Neuvermessung von links und rechts
Im Manova-Exklusivgespräch diskutiert Walter van Rossum mit dem Historiker Sven Brajer und dem Politiker Oskar Lafontaine über die Verwerfungen des politischen Spektrums.
„Wir halten Abstand & setzen gemeinsam in #Leipzig ein Zeichen gegen #Covidioten #Querdenker #Schwurbelei & #Nazis!“ – so twitterte fröhlich die Partei Die Linke anlässlich einer Demonstration in Leipzig Ende 2020. Von Anfang an hatte sich die Linke dem Rudel der Pandemiker angedient und eiferte in krausesten Tönen. Und nicht nur die Partei dieses Namens, sondern fast alle, die sich links nennen, wurden zu strammen Parteigängern des Corona-Regimes. Das heißt, sie predigten absurde Maßnahmen und nahmen alle Andersdenkenden in die Mangel. Irgendeine auch nur ansatzweise „linke“ Begründung für diese Haltung wird man bis heute nicht finden. Man war einfach dabei, wie man auch vorher schon ziemlich dabei gewesen war. Noch vor Corona wetteiferte man mit den Grünen, wer denn der bessere Klimaretter wäre. Und als Russland in die Ukraine einmarschierte, packten die Genossen die ganz dicken Kriegstrommeln aus. Die Linke hat bei den großen Themen, an denen unsere Realität zu zerbrechen droht, keinerlei eigene Haltung mehr.

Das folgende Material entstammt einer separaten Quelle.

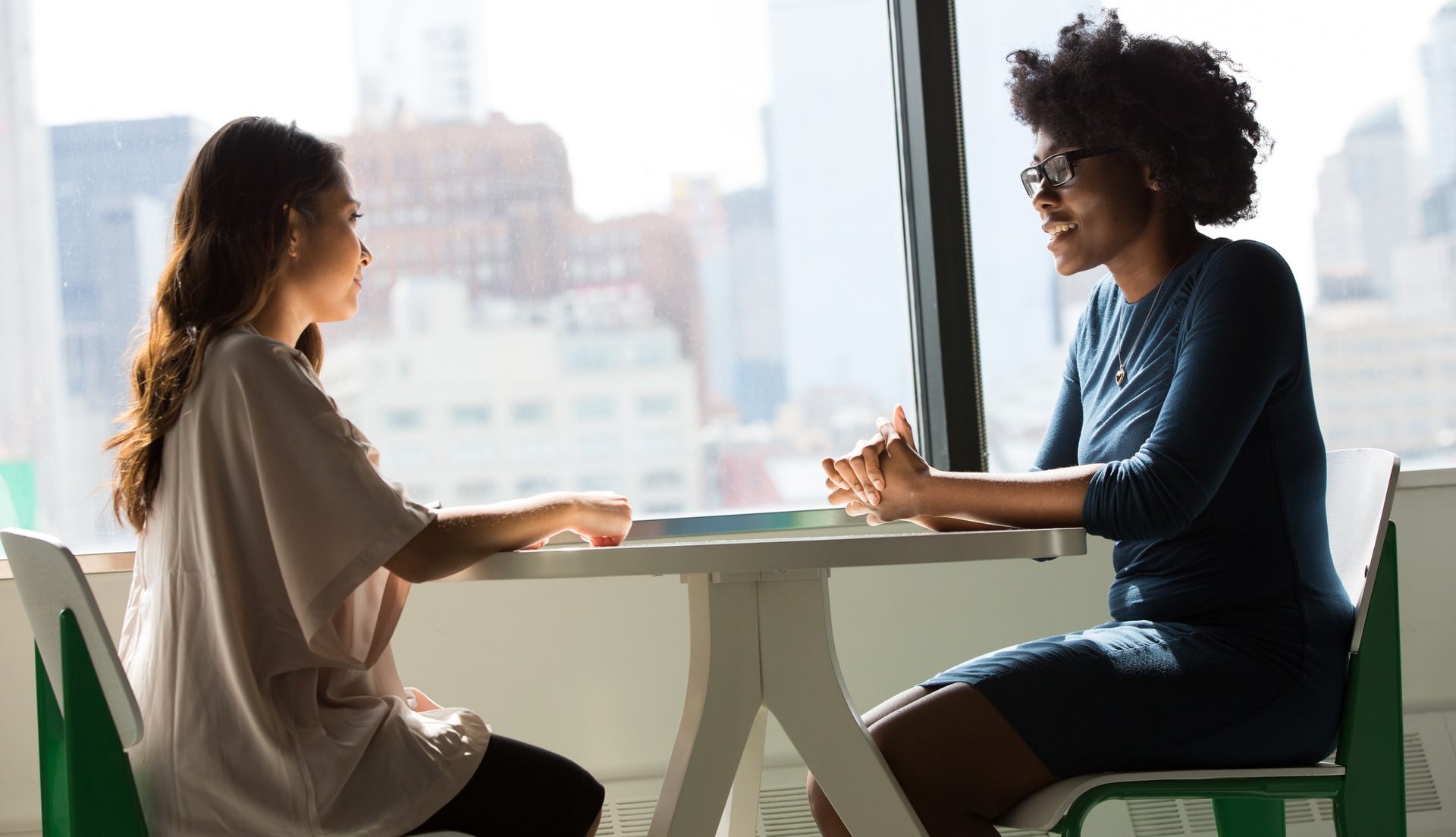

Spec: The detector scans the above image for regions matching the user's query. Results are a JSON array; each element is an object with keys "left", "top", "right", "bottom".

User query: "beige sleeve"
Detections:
[{"left": 237, "top": 345, "right": 435, "bottom": 668}]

Endlich hatte man das Außenseitertum hinter sich gelassen, doch im Glück der Mitte hatte man glatt vergessen, dass niemand noch eine weitere Ampel-Partei brauchte. Bei den Wahlen 2021 rettete sich die Partei gerade noch ins Parlament.
Der Historiker Sven Brajer war Mitglied der Linken und sogar Stipendiat der Rosa-Luxemburg-Stiftung, bis er 2020 das Handtuch warf und ein wahrlich erhellendes Buch über den langen Weg der Linken in die Bedeutungslosigkeit schrieb: „Die (Selbst)Zerstörung der deutschen Linken. Von der Kapitalismuskritik zum woken Establishment“ (1).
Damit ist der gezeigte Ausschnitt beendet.